Une cinquantaine de militantEs antifascistes font irruption dans le quartier de Montparnasse et défilent derrière des banderoles féministes sur le parcours que devait emprunter le C9M, scandant des slogans rendant hommage au « FTP-MOI, à Manouchian et tous ceux qui ont résisté : de 44 à aujourd’hui, Paris antinazi ! » Une action, à l’évidence préparée ­sérieusement, qui a permis de déborder le dispositif policier et de parachever la déculottée infligée aux nazis. 

Vaincu, le C9M appelle sur ses réseaux ses aficionados encore dans le quartier à se disperser. La fachosphère, persuadée d’une connivence entre la police et les antifascistes, se déchaîne en ligne et les insultes racistes et homophobes à l’égard de la police déferlent.

Pourtant la réalité est toute autre : le petit défilé est stoppé, les manifestantEs sont frappéEs, traînéEs au sol, interpelléEs et cibléEs par des tirs de LBD. Un manifestant est grièvement blessé, touché à la tête par une grenade de désencerclement. Une quarantaine de personnes sont interpelléEs.

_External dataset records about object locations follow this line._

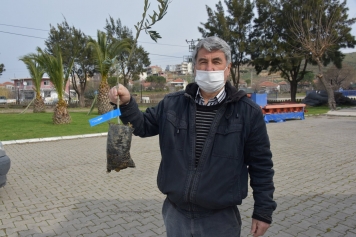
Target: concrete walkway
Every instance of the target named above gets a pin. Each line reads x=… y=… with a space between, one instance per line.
x=344 y=112
x=60 y=188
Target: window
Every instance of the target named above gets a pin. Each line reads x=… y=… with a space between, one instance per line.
x=47 y=93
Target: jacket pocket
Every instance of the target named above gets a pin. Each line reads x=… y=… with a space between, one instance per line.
x=175 y=131
x=228 y=141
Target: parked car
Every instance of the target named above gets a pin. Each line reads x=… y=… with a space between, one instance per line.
x=4 y=165
x=3 y=100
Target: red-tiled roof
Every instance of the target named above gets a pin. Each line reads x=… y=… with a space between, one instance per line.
x=8 y=83
x=178 y=80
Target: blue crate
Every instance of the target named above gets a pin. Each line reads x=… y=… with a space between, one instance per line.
x=260 y=99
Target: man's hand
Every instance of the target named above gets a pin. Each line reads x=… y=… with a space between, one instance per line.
x=123 y=93
x=258 y=228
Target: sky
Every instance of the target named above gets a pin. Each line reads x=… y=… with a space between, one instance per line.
x=20 y=19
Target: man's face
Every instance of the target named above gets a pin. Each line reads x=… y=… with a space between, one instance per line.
x=212 y=61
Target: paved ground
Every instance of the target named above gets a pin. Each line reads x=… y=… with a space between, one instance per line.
x=60 y=188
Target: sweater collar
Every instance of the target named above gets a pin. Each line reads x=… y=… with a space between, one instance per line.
x=232 y=94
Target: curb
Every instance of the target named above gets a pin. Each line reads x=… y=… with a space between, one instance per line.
x=48 y=139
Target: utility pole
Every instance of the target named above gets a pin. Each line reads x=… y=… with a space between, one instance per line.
x=191 y=44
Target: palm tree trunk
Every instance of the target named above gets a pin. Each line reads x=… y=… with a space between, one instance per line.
x=104 y=105
x=61 y=115
x=39 y=106
x=328 y=87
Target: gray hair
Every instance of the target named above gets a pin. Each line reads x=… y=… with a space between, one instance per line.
x=212 y=43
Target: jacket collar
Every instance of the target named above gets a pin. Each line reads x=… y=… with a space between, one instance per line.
x=232 y=94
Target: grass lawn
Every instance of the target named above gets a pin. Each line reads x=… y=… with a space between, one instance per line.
x=15 y=126
x=39 y=125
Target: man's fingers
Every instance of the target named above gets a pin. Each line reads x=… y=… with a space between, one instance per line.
x=258 y=228
x=253 y=227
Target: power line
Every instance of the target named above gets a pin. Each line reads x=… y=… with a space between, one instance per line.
x=30 y=28
x=165 y=55
x=23 y=27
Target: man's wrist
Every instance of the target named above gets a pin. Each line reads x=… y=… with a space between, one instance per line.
x=262 y=217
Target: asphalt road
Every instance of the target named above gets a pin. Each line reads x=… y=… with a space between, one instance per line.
x=61 y=188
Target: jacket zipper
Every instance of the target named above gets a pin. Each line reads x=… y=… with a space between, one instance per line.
x=195 y=168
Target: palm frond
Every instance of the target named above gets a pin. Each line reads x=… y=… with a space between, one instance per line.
x=36 y=71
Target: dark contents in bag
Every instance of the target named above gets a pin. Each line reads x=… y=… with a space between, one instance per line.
x=118 y=148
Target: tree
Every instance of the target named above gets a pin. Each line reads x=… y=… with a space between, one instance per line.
x=340 y=77
x=53 y=66
x=234 y=29
x=139 y=60
x=73 y=43
x=272 y=47
x=36 y=71
x=2 y=68
x=321 y=30
x=105 y=54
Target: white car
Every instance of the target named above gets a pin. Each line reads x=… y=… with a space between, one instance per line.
x=4 y=165
x=3 y=100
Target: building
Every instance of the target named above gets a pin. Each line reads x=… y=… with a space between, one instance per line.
x=178 y=83
x=185 y=68
x=8 y=85
x=25 y=90
x=154 y=70
x=284 y=86
x=170 y=68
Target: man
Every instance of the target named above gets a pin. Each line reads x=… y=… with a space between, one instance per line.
x=211 y=137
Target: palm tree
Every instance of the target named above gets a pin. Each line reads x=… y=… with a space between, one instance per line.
x=105 y=54
x=36 y=71
x=53 y=66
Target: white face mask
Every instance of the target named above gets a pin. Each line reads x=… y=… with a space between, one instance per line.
x=210 y=81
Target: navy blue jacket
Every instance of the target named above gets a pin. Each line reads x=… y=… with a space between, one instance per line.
x=237 y=145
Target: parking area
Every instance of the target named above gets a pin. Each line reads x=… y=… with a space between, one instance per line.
x=61 y=188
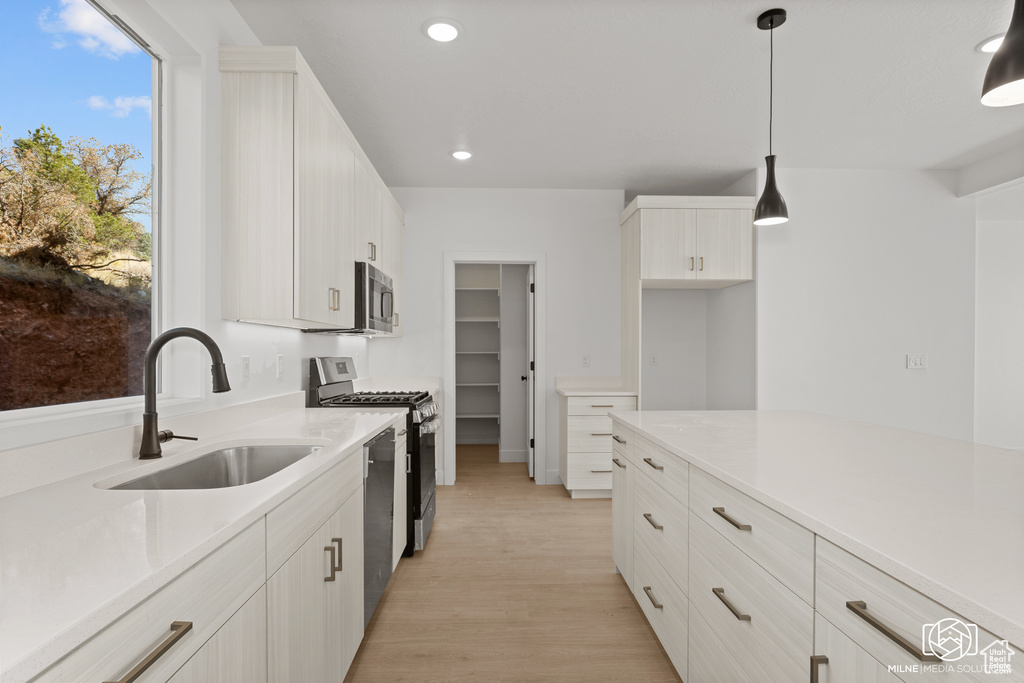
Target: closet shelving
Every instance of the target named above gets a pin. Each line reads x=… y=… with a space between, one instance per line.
x=477 y=315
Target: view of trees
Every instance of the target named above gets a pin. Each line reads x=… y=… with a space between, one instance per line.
x=71 y=207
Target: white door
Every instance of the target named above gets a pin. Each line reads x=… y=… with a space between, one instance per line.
x=530 y=369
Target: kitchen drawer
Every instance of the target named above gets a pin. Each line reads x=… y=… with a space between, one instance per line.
x=779 y=545
x=600 y=404
x=846 y=662
x=710 y=659
x=589 y=434
x=622 y=439
x=663 y=603
x=669 y=471
x=771 y=624
x=898 y=609
x=289 y=524
x=589 y=470
x=206 y=596
x=663 y=523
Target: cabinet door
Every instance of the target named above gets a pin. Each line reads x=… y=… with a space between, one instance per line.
x=668 y=244
x=324 y=212
x=297 y=599
x=725 y=244
x=847 y=663
x=622 y=515
x=368 y=217
x=391 y=253
x=237 y=653
x=344 y=601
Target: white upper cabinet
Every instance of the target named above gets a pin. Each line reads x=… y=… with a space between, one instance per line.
x=693 y=242
x=300 y=201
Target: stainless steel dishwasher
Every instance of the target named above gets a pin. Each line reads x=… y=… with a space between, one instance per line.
x=378 y=518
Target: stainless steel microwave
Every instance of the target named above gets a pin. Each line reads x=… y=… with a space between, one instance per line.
x=374 y=299
x=374 y=303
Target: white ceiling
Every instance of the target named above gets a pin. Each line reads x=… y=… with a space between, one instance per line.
x=648 y=95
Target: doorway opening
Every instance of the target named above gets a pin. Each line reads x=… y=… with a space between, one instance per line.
x=493 y=365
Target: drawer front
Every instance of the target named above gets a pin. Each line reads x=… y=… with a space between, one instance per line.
x=589 y=470
x=898 y=611
x=600 y=404
x=782 y=547
x=665 y=469
x=671 y=619
x=289 y=524
x=771 y=624
x=206 y=595
x=663 y=523
x=711 y=660
x=847 y=663
x=589 y=434
x=622 y=440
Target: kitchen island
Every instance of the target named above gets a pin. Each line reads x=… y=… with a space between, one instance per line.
x=843 y=506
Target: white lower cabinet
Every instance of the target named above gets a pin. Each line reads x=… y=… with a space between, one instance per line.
x=839 y=659
x=622 y=515
x=237 y=653
x=314 y=602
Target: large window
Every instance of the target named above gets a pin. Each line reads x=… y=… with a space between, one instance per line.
x=76 y=198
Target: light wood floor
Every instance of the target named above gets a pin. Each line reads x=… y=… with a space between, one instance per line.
x=516 y=584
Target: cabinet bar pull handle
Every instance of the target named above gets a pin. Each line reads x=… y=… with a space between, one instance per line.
x=334 y=561
x=656 y=467
x=720 y=593
x=657 y=605
x=341 y=557
x=721 y=513
x=816 y=662
x=649 y=517
x=859 y=607
x=178 y=629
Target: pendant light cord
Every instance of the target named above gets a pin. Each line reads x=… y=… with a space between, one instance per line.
x=771 y=82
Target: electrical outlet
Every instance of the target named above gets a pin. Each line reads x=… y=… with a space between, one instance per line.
x=916 y=361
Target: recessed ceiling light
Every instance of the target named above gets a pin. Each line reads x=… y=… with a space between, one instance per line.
x=990 y=44
x=443 y=31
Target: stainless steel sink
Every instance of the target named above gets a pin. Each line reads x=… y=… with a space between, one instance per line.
x=226 y=467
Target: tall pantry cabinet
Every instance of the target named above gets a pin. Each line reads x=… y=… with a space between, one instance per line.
x=300 y=201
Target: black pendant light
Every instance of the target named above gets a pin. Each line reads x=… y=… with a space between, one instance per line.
x=1005 y=78
x=771 y=208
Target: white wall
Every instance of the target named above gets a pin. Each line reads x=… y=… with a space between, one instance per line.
x=578 y=230
x=872 y=265
x=998 y=417
x=675 y=329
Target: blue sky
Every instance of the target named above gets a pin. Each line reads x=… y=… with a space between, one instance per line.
x=64 y=65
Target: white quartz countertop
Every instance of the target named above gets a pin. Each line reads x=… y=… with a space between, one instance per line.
x=74 y=556
x=595 y=392
x=943 y=516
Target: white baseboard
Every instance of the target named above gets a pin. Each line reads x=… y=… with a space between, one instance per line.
x=511 y=456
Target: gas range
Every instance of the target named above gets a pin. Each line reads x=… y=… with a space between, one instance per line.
x=332 y=385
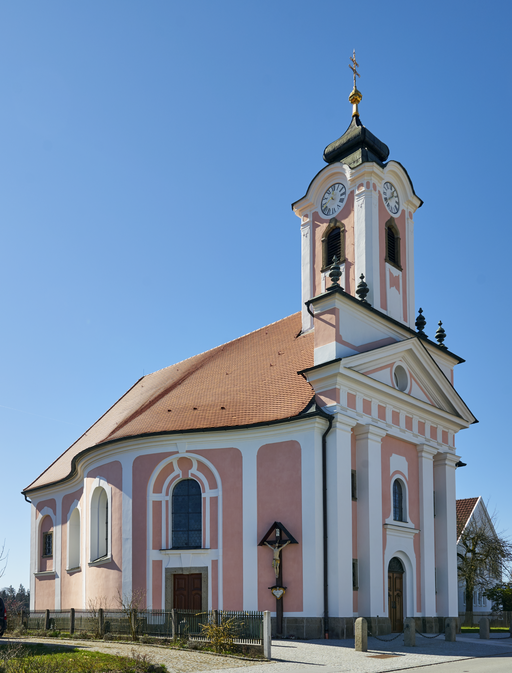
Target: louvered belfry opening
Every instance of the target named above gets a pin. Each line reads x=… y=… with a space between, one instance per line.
x=391 y=246
x=334 y=245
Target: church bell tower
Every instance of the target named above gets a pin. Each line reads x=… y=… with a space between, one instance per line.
x=361 y=210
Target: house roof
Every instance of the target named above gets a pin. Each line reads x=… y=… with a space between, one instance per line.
x=247 y=381
x=465 y=509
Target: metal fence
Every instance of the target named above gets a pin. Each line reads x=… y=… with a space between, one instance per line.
x=247 y=626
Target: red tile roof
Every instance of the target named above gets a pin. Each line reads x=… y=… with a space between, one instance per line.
x=250 y=380
x=465 y=509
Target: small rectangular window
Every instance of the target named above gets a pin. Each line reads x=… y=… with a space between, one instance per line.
x=47 y=544
x=355 y=574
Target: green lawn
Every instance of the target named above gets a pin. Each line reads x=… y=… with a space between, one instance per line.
x=39 y=658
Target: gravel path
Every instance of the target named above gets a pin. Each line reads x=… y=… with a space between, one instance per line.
x=321 y=656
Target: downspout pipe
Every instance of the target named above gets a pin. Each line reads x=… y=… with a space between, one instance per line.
x=330 y=419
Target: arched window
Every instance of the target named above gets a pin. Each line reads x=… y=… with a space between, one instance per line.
x=100 y=525
x=392 y=243
x=187 y=515
x=46 y=542
x=398 y=501
x=74 y=539
x=333 y=243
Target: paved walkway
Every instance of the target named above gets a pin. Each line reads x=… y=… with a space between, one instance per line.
x=321 y=656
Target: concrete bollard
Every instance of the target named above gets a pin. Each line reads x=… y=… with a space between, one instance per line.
x=267 y=635
x=450 y=629
x=410 y=632
x=485 y=631
x=361 y=635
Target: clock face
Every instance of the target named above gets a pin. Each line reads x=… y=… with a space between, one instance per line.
x=333 y=199
x=391 y=199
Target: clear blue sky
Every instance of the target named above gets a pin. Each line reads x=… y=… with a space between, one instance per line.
x=149 y=154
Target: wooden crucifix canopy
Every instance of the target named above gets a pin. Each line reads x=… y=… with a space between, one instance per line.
x=281 y=537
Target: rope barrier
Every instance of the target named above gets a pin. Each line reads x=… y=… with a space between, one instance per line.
x=385 y=640
x=431 y=637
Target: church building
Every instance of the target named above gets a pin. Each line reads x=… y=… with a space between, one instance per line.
x=306 y=468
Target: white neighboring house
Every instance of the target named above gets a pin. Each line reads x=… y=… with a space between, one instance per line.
x=472 y=511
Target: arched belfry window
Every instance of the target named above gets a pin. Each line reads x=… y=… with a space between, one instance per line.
x=333 y=243
x=187 y=515
x=392 y=244
x=398 y=501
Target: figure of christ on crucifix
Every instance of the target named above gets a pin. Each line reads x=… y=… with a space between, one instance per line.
x=276 y=549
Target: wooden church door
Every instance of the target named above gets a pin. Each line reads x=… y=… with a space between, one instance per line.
x=396 y=595
x=188 y=592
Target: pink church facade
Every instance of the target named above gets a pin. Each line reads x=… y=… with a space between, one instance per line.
x=338 y=421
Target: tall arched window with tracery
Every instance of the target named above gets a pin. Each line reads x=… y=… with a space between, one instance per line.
x=100 y=524
x=398 y=501
x=187 y=513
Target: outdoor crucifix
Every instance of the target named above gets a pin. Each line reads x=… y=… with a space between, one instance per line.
x=276 y=539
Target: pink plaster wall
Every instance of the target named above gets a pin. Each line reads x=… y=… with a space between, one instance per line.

Mais les fascistes sont toujours là

Cette multiplicité des initiatives organisées et/ou spontanées a rappelé que Paris est et restera antifasciste, que le mouvement de résistance est bien vivant et plus déterminé que jamais. Malgré les blessures, les verbalisations et interpellations, ce week-end antifasciste est une victoire. Mais cela ne nous fera pas oublier que le danger fasciste est toujours là.

Le C9M s’est finalement rassemblé de nuit, aux flambeaux, à la manière du Ku Klux Klan, dans un parc à des dizaines de kilomètres de Paris. Les antisémites d’Action française ont pu défiler dimanche après leur colloque annuel. Et loin des agitations de la capitale, à Carcassonne, des militantEs de Femen ont été brutaliséEs par la police et placéEs en garde à vue pour avoir perturbé l’hommage à Jeanne d’Arc, organisé aux côtés d’un curé par le maire RN Christophe Barthès, connu pour ses propos misogynes.

À Carpentras, le maire RN de la ville a fait diffuser « Maréchal, nous voilà » lors de la cérémonie de commémoration de la victoire sur le nazisme. À Vierzon, le RN a fait annuler la journée de commémoration de l’abolition de l’esclavage. Ces résurgences collaborationnistes, fascistes, racistes, colonialistes et réactionnaires sont un avant-goût du projet politique du Rassemblement national.

Les actions antifascistes de ce week-end ont rappelé que l’antifascisme est une urgence et que ce combat se mènera tant qu’il le faudra.